FAQ
Hello,

I'd like to store my log file data that's imported into Hive in compressed format. I was following some steps outlined by Zheng on how to do that, where he says:

CREATE TABLE texttable (...) STORED AS TEXTFILE;
LOAD DATA ... OVERWRITE INTO texttable;
CREATE TABLE seqtable (...) STORED AS SEQUENCEFILE;
set hive.exec.compress.output=true;
set mapred.output.compression.codec=org.apache.hadoop.io.compress.GzipCodec;
set mapred.output.compression.type=BLOCK;
INSERT OVERWRITE TABLE seqtable SELECT * FROM texttable;

but I get stuck on the last step.

I can't write to my new SYSLOG_SEQUENCE table because the tables are partitioned:

hive> INSERT OVERWRITE TABLE SYSLOG_SEQUENCE SELECT * FROM SYSLOG;
FAILED: Error in semantic analysis: need to specify partition columns because the destination table is partitioned.
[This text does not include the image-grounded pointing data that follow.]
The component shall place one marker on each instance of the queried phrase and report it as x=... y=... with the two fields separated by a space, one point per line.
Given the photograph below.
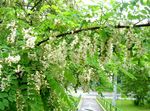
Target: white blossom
x=12 y=59
x=30 y=39
x=13 y=28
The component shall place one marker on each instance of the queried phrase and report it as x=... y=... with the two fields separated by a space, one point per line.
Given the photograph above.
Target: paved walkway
x=89 y=103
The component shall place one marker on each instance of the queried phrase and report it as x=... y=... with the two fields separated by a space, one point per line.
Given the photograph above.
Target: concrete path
x=88 y=103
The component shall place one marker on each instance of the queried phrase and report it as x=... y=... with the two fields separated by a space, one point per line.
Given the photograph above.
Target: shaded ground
x=89 y=103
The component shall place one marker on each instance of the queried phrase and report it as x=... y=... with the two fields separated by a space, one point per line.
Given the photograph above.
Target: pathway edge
x=100 y=105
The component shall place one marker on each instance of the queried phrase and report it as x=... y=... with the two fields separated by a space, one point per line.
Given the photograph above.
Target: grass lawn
x=128 y=105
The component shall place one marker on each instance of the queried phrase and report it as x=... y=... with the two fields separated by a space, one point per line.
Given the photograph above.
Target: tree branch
x=91 y=28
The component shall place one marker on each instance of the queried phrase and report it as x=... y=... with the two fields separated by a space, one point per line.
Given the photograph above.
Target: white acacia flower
x=30 y=39
x=30 y=43
x=12 y=24
x=12 y=59
x=1 y=66
x=12 y=36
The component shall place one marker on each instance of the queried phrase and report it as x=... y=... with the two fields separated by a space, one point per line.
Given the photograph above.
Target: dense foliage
x=48 y=47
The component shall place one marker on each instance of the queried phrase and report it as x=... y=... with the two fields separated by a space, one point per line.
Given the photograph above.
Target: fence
x=107 y=105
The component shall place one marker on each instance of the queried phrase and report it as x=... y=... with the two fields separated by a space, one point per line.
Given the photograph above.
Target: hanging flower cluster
x=30 y=38
x=56 y=54
x=13 y=28
x=12 y=59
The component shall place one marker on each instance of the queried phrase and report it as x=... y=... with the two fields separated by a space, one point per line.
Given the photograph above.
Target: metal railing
x=107 y=105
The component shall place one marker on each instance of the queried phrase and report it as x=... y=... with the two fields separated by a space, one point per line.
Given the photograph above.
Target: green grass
x=127 y=105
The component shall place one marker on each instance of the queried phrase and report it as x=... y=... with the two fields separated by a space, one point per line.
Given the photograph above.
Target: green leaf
x=2 y=106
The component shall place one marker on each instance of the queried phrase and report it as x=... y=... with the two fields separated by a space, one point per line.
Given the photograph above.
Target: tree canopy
x=48 y=47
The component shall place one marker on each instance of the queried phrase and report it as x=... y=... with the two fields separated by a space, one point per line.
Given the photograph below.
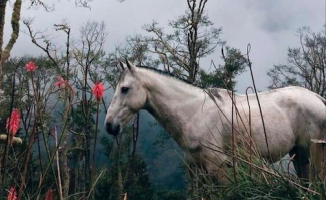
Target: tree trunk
x=64 y=171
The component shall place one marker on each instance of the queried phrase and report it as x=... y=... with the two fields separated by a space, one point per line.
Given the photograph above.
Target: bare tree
x=193 y=38
x=306 y=65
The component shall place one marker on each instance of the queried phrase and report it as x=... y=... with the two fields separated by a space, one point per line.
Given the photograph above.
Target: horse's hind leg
x=301 y=161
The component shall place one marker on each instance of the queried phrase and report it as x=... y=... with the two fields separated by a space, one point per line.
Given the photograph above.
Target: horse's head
x=129 y=97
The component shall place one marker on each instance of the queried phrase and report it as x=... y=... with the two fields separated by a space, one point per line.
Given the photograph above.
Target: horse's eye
x=124 y=90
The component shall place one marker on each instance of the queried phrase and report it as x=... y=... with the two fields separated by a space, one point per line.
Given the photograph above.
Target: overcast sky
x=269 y=25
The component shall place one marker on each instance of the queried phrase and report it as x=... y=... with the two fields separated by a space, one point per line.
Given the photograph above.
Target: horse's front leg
x=301 y=161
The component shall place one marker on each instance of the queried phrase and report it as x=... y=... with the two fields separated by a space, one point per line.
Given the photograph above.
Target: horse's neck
x=172 y=103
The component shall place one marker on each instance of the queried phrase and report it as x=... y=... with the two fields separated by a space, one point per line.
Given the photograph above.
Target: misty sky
x=269 y=25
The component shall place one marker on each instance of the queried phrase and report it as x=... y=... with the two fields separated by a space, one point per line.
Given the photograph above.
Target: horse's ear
x=121 y=65
x=130 y=66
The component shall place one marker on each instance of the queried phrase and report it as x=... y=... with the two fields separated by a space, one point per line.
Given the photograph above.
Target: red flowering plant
x=30 y=66
x=61 y=82
x=12 y=195
x=13 y=124
x=48 y=195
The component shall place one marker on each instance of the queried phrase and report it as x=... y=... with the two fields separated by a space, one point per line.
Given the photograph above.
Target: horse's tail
x=322 y=99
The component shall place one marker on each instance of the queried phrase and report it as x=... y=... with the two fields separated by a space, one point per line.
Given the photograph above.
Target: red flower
x=60 y=82
x=30 y=66
x=97 y=91
x=12 y=195
x=48 y=195
x=13 y=124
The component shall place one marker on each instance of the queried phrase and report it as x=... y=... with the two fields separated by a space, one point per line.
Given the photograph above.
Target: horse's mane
x=213 y=91
x=164 y=73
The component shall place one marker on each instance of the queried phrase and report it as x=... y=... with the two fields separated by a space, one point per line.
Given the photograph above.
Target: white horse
x=292 y=115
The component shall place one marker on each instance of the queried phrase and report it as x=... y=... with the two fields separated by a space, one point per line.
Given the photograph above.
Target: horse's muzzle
x=112 y=129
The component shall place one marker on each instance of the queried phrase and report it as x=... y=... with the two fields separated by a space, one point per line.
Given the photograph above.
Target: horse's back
x=304 y=110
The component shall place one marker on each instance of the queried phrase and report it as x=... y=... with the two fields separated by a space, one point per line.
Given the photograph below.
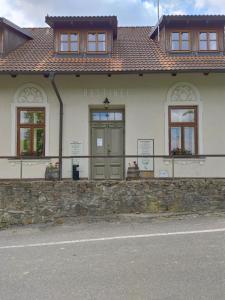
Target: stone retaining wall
x=28 y=202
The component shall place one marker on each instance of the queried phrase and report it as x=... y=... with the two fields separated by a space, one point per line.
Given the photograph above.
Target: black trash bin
x=76 y=173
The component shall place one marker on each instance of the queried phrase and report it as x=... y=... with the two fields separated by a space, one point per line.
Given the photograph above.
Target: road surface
x=175 y=258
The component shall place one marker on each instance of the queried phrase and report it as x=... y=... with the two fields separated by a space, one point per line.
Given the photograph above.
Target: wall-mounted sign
x=99 y=142
x=145 y=147
x=76 y=149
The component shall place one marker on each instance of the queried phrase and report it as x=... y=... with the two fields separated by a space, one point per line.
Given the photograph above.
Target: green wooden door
x=107 y=138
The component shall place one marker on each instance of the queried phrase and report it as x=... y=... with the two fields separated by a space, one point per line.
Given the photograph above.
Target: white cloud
x=211 y=6
x=33 y=12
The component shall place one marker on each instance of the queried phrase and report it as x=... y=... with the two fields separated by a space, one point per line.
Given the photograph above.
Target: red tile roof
x=133 y=51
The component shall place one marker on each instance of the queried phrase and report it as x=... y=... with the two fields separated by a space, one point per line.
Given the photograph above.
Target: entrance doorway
x=107 y=138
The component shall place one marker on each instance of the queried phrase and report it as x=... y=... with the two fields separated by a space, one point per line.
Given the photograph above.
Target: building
x=83 y=86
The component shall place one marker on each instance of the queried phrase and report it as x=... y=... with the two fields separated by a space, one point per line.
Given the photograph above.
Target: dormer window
x=96 y=42
x=208 y=41
x=69 y=42
x=180 y=41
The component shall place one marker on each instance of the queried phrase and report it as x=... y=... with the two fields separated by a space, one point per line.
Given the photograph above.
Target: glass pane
x=25 y=141
x=203 y=45
x=175 y=36
x=92 y=46
x=26 y=117
x=39 y=117
x=185 y=36
x=189 y=140
x=176 y=140
x=183 y=115
x=64 y=47
x=101 y=46
x=95 y=116
x=64 y=37
x=203 y=36
x=111 y=116
x=185 y=45
x=74 y=37
x=213 y=36
x=104 y=116
x=101 y=37
x=175 y=45
x=212 y=45
x=39 y=139
x=92 y=37
x=74 y=47
x=118 y=116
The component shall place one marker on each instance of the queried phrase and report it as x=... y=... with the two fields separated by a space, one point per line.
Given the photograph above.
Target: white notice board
x=145 y=147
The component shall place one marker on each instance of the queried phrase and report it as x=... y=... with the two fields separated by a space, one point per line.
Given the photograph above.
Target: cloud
x=29 y=13
x=211 y=6
x=32 y=12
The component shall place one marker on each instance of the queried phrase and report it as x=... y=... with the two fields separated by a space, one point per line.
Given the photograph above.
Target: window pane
x=213 y=36
x=104 y=116
x=189 y=140
x=74 y=47
x=39 y=117
x=64 y=47
x=203 y=36
x=101 y=46
x=39 y=139
x=101 y=37
x=95 y=116
x=25 y=148
x=185 y=36
x=185 y=45
x=74 y=37
x=203 y=45
x=118 y=116
x=183 y=115
x=92 y=47
x=64 y=37
x=92 y=37
x=26 y=117
x=175 y=139
x=175 y=36
x=212 y=45
x=175 y=45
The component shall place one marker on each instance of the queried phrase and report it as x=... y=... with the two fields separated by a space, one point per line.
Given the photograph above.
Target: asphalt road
x=120 y=260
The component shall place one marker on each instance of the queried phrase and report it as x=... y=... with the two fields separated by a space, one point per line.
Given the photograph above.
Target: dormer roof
x=16 y=28
x=184 y=20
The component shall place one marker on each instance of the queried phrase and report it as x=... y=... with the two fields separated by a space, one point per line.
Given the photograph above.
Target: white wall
x=145 y=102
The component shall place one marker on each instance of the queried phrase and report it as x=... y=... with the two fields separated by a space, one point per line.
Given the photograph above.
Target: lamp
x=106 y=103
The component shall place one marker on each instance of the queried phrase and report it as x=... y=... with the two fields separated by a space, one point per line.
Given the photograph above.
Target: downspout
x=52 y=78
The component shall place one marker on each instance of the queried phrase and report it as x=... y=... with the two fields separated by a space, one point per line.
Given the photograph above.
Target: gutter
x=52 y=79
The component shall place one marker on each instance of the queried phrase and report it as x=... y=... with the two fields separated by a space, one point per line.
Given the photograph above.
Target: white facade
x=145 y=101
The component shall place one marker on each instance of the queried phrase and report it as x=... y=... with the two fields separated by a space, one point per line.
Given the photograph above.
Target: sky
x=31 y=13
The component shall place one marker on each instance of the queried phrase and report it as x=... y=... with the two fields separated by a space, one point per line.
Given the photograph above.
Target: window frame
x=182 y=125
x=69 y=41
x=180 y=40
x=32 y=127
x=208 y=40
x=97 y=32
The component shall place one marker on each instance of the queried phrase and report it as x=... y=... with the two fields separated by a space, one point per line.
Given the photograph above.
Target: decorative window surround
x=29 y=95
x=184 y=93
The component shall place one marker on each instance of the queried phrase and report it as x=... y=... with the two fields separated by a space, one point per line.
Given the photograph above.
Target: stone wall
x=28 y=202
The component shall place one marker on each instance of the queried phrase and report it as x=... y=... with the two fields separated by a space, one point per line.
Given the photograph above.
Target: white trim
x=195 y=101
x=17 y=104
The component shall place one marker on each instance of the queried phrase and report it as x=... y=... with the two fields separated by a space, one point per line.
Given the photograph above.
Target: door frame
x=101 y=108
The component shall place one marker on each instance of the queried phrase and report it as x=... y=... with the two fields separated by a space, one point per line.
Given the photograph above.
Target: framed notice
x=76 y=149
x=145 y=147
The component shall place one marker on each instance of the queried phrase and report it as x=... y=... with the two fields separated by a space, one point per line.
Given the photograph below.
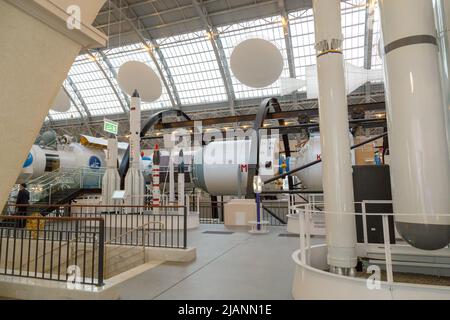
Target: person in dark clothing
x=23 y=198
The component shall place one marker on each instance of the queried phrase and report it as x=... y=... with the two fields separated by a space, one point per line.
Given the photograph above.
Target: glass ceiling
x=193 y=66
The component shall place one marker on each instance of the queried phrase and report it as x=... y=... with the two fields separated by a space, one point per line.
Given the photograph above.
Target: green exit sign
x=110 y=126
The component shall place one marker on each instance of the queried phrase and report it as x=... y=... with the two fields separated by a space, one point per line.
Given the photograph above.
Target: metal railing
x=52 y=248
What syntax can I use to get the data in the new table? It has DS and TYPE as partition columns:

hive> describe syslog;
OK
month string from deserializer
day string from deserializer
time string from deserializer
host string from deserializer
logline string from deserializer
ds string
type string

I took a stab at it like below, but that only gives me two partitions in total, and of course what I want is the same partitions as exist in the original SYSLOG table.

Any pointers welcome-
Thanks
Ken

hive> INSERT OVERWRITE TABLE SYSLOG_SEQUENCE PARTITION(ds='*',type='*') select month, day, time, host, logline from syslog;
OK
Time taken: 94.885 seconds

Search Discussions

  • Ken Barclay at Dec 17, 2009 at 2:37 am
    Correct me if I'm wrong, but it looks like I'll need an INSERT statement for each (DS, TYPE) partition:

    hive> INSERT OVERWRITE TABLE SYSLOG_SEQUENCE PARTITION(ds='2009-12-07',type='user') select month, day, time, host, logline from syslog where syslog.ds='2009-12-07' and syslog.type='user';
    Loading data to table syslog_sequence partition {ds=2009-12-07, type=user}
    OK

    Since I'm programmatically loading the data from files into the syslog table in the first place, I just need to add another statement to that program that adds the data to syslog_sequence every time it adds a new partition to syslog.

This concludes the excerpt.